Using Regular Expressions in Caché

1.About this article

Just like Caché pattern matching, Regular Expressions can be used in Caché to identify patterns in text data – only with a much higher expressive power. This article provides a brief introduction into Regular Expressions and what you can do with it in Caché. The information provided herein is based on various sources, most notably the book “Mastering Regular Expressions” by Jeffrey Friedl and of course the Caché online documentation. The article is not intended to discuss all the possibilities and details of regular expressions. Please refer to the information sources listed in chapter 5 if you would like to learn more. If you prefer to read off-line you can also download the PDF version of this article.

Text processing using patterns can sometimes become complex. When dealing with regular expressions, we typically have several kinds of entities: the text we are searching for patterns, the pattern itself (the regular expression) and the matches (the parts of the text that match the pattern). To make it easy to distinguish between these entities, the following conventions are used throughout this document:

Text samples are printed in a monospace typeface on separate, without additional quotes:

This is a "text string" in which we want to find "something".

Unless unambiguous, regular expressions within the text body are visualized with a gray background such as in this example: \".*?\".

Matches are highlighted in different colors when needed:

This is a "text string" in which we want to find "something".

Larger code samples are printed in boxes like in the following example:

set t="This is a ""text string"" in which we want to find ""something""."
set r="\"".*?\"""
w $locate(t,r,,,tMatch)

2.Some history (and some trivia)

In the early 1940s, neuro-physiologists developed models for the human nervous system. Some years later, a mathematician described these models with an algebra he called “regular sets”. The notation for this algebra was named “regular expressions”.

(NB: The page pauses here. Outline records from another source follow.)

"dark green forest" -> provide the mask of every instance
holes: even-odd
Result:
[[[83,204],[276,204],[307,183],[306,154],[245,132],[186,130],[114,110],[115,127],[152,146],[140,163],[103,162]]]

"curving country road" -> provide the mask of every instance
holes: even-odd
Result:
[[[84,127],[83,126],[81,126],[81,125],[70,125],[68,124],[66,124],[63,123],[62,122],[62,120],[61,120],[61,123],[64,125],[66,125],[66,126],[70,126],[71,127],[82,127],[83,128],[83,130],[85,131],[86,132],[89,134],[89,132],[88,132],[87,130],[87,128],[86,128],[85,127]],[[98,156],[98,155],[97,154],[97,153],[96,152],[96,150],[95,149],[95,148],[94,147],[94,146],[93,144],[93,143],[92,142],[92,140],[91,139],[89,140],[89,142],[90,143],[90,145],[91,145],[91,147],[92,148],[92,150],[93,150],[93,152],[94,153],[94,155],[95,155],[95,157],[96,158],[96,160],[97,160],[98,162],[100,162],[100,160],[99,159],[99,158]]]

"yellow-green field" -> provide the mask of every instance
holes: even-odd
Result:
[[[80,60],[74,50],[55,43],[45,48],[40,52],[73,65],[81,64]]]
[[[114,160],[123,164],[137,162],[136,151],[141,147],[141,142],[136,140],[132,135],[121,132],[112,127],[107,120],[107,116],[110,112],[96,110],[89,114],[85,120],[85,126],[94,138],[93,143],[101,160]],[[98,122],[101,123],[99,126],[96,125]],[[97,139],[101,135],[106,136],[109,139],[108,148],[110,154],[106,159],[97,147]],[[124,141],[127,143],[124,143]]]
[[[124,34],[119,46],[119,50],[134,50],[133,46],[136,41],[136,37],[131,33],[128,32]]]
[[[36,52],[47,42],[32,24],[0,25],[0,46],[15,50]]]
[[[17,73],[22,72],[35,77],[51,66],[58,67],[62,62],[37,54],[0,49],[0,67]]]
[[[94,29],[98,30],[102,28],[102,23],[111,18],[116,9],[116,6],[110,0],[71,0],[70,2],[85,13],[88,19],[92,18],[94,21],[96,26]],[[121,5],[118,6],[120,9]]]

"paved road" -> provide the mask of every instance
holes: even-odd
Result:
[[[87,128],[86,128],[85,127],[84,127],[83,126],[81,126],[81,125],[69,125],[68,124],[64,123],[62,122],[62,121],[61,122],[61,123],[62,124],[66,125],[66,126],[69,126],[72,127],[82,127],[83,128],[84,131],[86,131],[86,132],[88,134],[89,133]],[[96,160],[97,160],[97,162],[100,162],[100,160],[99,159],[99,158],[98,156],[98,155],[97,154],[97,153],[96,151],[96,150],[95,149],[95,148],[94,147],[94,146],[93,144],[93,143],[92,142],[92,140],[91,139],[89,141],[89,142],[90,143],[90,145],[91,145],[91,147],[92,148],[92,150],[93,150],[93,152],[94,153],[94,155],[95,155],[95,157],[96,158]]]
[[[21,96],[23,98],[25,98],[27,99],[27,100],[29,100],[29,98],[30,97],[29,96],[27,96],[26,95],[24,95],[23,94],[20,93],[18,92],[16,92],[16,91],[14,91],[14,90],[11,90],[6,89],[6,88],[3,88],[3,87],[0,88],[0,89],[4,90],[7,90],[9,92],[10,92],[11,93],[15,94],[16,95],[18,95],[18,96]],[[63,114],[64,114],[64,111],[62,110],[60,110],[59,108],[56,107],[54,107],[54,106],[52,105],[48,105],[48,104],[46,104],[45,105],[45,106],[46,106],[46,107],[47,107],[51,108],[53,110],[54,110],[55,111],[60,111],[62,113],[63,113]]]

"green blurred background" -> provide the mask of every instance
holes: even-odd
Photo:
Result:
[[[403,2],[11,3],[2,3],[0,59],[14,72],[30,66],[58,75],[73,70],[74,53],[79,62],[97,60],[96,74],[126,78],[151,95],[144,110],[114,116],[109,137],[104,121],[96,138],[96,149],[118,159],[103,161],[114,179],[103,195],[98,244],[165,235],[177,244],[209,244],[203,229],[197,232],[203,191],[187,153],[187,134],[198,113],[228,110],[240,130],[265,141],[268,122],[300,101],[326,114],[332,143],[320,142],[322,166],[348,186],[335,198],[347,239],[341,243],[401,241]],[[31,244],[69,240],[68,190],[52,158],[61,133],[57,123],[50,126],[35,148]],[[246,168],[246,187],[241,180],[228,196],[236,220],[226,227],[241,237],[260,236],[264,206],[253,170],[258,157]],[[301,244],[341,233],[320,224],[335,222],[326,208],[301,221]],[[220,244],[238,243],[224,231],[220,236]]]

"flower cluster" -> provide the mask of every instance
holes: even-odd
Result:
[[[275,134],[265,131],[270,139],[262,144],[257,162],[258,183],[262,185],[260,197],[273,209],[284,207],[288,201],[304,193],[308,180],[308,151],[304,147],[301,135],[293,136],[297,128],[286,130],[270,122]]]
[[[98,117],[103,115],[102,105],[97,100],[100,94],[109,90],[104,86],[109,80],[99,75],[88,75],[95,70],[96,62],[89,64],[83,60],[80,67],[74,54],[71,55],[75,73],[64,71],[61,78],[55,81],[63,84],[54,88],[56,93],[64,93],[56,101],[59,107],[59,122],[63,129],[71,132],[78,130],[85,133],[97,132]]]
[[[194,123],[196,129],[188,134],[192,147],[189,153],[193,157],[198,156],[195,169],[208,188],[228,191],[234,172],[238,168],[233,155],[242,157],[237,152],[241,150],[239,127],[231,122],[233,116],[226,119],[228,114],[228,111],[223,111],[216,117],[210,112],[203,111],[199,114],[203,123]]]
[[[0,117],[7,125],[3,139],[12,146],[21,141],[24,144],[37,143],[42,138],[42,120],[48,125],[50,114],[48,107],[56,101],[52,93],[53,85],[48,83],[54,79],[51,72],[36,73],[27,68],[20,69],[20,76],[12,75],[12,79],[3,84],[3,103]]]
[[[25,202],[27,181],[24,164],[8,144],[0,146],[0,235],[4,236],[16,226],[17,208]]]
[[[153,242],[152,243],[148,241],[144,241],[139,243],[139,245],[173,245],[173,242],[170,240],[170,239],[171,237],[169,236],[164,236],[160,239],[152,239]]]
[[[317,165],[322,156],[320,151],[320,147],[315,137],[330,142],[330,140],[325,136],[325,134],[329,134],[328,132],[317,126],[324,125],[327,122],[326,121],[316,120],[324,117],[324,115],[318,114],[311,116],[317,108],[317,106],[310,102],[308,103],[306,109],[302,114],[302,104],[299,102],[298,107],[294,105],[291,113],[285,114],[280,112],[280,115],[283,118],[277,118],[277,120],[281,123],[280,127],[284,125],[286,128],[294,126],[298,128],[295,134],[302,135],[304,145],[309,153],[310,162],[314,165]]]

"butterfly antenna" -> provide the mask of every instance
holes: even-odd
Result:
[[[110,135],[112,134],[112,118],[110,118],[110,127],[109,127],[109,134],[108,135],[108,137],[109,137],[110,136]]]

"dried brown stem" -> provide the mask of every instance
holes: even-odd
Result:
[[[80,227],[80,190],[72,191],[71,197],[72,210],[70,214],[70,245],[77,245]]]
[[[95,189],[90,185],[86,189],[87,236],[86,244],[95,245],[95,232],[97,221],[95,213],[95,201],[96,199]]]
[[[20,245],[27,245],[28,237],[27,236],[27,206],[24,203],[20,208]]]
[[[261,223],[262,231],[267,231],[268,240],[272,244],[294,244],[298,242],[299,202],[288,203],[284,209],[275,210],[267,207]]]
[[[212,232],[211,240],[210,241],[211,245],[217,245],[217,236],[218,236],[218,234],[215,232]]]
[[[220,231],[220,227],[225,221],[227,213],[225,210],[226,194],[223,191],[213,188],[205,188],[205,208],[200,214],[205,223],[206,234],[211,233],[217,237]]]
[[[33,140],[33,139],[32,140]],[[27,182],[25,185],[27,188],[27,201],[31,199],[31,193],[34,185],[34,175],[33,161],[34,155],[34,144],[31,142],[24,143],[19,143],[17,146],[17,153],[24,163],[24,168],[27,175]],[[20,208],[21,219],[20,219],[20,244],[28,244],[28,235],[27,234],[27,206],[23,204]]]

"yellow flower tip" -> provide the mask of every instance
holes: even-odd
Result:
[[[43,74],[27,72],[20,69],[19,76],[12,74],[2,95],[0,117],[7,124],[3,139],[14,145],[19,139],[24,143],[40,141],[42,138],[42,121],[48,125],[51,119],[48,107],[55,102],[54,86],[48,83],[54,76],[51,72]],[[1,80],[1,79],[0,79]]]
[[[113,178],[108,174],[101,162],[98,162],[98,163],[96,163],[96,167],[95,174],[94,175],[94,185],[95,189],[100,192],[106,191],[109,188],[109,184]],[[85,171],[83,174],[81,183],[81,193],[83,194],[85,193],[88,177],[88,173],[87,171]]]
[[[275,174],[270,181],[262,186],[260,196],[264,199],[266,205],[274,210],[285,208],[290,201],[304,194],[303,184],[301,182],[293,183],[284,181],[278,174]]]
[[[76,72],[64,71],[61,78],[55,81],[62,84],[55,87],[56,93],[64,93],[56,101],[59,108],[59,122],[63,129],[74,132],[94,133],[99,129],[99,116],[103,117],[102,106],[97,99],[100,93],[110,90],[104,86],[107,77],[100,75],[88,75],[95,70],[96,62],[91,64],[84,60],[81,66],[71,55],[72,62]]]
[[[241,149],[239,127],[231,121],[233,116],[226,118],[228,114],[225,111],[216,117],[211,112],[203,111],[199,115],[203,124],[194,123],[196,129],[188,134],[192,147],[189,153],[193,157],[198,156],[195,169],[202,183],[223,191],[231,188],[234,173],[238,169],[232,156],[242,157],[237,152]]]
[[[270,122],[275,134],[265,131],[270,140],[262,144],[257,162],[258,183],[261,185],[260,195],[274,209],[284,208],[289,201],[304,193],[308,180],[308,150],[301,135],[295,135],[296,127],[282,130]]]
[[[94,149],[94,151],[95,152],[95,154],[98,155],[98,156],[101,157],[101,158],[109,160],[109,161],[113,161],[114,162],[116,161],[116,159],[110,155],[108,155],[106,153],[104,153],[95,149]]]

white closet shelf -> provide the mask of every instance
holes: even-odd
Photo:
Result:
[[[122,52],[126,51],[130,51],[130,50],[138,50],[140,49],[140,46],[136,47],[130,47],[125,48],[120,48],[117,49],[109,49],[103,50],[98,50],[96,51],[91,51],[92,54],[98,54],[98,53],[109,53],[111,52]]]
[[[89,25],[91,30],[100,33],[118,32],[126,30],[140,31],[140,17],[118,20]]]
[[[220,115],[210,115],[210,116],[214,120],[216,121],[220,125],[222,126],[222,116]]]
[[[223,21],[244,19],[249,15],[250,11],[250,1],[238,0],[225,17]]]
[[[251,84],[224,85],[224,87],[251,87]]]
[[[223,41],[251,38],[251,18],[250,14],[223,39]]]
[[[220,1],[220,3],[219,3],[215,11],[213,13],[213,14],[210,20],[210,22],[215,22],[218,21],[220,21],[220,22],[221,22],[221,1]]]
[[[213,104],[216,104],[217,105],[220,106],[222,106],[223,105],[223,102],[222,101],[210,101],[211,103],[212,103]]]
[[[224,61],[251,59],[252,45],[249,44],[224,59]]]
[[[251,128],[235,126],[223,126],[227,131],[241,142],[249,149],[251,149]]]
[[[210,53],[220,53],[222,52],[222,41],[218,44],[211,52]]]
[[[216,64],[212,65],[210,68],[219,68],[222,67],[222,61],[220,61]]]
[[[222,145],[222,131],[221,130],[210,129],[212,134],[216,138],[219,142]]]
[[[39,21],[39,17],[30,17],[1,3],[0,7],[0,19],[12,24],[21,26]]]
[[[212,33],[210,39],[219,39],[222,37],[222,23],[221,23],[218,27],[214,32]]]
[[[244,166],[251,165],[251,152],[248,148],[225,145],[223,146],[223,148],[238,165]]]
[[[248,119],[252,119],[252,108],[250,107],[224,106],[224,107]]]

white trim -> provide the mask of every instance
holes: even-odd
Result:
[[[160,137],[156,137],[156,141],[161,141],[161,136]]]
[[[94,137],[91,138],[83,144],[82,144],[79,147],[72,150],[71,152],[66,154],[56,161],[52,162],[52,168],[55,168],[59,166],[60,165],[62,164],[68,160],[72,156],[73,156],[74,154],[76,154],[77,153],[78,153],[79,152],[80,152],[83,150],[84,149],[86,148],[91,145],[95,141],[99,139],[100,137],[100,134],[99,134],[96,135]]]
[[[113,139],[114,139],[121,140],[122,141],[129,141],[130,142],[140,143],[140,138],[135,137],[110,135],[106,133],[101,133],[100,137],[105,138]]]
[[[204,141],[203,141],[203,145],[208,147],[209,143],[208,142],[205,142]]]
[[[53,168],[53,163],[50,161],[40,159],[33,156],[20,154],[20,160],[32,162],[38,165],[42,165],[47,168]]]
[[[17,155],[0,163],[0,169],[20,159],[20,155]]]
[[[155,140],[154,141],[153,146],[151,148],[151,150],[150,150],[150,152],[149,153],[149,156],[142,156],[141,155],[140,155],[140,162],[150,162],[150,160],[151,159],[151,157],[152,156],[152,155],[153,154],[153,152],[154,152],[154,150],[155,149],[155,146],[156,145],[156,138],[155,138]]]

In 1965, regular expressions are for the first time mentioned in the context of computers. With qed, an editor that was part of the UNIX operating system, regular expressions start to spread. Later versions of that editor provide a command sequence g/regular expression/p (global, regular expression, print) that searches for matches of the regular expression in all text lines and outputs the results. This command sequence eventually became the stand-alone UNIX command line program “grep”.

Today, various implementations of regular expressions (RegEx) exist for many programming languages (see section 3.3).